Imagine a dice game where you may repeatedly roll a die until you either decide to stop, or roll a 1, with the following payoff function (where k is the number on the die),
$f(k) = 0$ when $k=1$
$f(k) = k^2$ when $k>1$
So if on your nth roll you land $1$, you go home with nothing. If on your $n$th roll you land a $4$, you get $16$ USD, and can either decide to roll again or go home with the $16$ USD.
My question: how should I set up the optimal stopping problem, after I have written down the transition matrix (making this into a Markov Process with each state space corresponding to the number I land)? Any hints would be appreciated, thank you
Suppose you have rolled a $4$, which gives a payout of $16$, should you roll again?
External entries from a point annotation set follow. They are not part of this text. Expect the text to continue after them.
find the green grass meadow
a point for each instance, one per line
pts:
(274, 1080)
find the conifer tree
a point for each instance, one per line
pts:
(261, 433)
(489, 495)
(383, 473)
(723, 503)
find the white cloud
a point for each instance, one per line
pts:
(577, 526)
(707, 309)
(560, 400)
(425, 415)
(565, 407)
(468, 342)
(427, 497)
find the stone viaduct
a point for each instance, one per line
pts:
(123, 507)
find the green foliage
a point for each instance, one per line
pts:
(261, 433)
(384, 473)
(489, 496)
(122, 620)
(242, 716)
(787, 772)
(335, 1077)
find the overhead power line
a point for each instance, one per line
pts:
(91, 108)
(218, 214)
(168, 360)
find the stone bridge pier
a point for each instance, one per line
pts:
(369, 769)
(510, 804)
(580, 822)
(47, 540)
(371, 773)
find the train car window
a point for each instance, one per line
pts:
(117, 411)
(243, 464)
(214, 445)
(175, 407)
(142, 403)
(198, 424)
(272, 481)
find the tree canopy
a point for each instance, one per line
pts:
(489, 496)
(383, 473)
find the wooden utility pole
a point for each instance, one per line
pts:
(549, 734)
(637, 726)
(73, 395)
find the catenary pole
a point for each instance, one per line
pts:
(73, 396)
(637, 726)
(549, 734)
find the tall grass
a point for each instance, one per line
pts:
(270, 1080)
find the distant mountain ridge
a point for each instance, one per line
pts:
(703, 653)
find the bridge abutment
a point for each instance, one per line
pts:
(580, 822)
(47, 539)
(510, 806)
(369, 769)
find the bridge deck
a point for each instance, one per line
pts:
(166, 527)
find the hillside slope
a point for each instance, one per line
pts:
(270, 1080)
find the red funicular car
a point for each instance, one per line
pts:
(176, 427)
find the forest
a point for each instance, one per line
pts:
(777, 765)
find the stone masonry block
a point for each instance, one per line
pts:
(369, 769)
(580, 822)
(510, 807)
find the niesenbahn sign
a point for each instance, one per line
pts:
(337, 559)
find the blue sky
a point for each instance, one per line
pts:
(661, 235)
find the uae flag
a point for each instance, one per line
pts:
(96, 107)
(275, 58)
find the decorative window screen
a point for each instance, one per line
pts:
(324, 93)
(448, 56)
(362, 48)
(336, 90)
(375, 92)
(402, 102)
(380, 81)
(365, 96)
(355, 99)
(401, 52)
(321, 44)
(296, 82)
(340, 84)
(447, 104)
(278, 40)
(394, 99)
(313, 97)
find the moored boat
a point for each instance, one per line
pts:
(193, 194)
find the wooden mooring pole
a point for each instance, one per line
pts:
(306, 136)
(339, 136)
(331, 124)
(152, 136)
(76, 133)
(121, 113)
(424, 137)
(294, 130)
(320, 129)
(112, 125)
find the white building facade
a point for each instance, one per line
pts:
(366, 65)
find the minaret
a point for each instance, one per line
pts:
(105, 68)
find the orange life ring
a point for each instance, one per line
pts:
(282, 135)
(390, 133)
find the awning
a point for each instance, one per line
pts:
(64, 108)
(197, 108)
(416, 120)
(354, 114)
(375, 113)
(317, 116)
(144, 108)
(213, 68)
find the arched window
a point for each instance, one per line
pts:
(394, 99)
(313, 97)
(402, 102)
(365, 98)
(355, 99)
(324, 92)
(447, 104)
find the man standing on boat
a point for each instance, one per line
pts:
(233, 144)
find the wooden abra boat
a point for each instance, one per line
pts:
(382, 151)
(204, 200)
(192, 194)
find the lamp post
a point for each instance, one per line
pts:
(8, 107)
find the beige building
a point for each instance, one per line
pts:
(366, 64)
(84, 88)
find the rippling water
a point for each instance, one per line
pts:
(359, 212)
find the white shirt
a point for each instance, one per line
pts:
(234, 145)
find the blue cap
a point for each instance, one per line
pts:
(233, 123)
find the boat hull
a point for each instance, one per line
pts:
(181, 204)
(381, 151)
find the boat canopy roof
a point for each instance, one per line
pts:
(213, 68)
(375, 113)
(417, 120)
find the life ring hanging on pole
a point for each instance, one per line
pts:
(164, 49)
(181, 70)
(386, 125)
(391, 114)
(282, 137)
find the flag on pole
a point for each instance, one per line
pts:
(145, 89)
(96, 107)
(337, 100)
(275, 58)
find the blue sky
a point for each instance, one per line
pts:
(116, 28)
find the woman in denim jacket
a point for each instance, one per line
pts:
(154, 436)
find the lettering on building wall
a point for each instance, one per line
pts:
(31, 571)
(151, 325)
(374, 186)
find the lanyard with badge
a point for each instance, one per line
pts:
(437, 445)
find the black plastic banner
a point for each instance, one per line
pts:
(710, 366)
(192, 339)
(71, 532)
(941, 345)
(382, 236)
The probability of getting a $j \in \{4,5,6\}$ later in the game is rolling $n$ times a $2$ or $3$ and then a $j$ for any $n \in \mathbb{N}$, which gives $$\mathbb{P}(\textrm{getting a }j)=\sum_{n=0}^\infty \frac{1}{3^n} \frac{1}{6}= \frac{1}{6} \frac{3}{2} = \frac{1}{4}.$$ So you have a $\frac{1}{4}$ chance of getting a lower payoff, and a $\frac{3}{4}$ chance of getting a better or equal payoff, which gives a payoff of $$ \frac{1}{4} ( 16+25+36) = \frac{77}{4} > 16.$$ So it seems like you should continue rolling.
If you get a $5$, at the same way you get by continuing to roll an average payoff of $$ \frac{1}{3}(25+36) = \frac{61}{3} < 25.$$ So if you get a $5$, you should stop.
Thus the optimal strategy is to keep rolling till you have at least rolled a $5$, and then stop.